Summer feels softer, looser. Mornings are pink and evenings frail. A deer wanders in my neighborhood. Flesh and thoughts drift on porch.

The washing machine, my first one bought 3 years ago, took over 3 hours to wash bed sheets a few nights ago. It seemed stuck on rinsing, unable to cycle to tub spinning. I reset the buttons and waited for a happy end. An hour later towards midnight, my washer re-routed to ceaseless rinsing before it stopped with this flashing code on display: “ub." I ignored it in favor of sleep.

The next morning I willed my body to save the soul of the washer. I tapped on more buttons but in swifter, broader gestures as if to regain control. Water refilled the tub but again spinning stalled. More jaded the “ub" signal looked on screen.

I dashed for work to return 12 hours later for an atonement of this wretched machine. I resisted the thought of replacing it. It was my first and only one in the laundry room without a dryer, handpicked then for love and function, hands-off rascal of plastic and metal now.

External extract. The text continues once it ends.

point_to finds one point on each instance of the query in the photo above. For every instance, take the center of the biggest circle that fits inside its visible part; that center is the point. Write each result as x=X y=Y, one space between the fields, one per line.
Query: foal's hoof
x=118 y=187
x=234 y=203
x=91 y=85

After two nights of bodily efforts to save it, I relented and reached for the instructional guide. A page on troubleshooting demystified “ub”: unbalanced load. To resolve, manually redistribute items for even loading in the washing tub. Saving grace comes to hands open to receiving help and flesh morphing the soul to re-balance.

Rowan Williams piques the intrigue of bodies saving souls by his casting this truth in his book, "Open to Judgement”:

     “The opposite of flesh is not spirit, but stone:
       ‘A rock can feel no pain,
        And an island never cries’.”

Loose and languid is summer. Nights are sore, dawn brittle, stones rolling, flesh rumbling.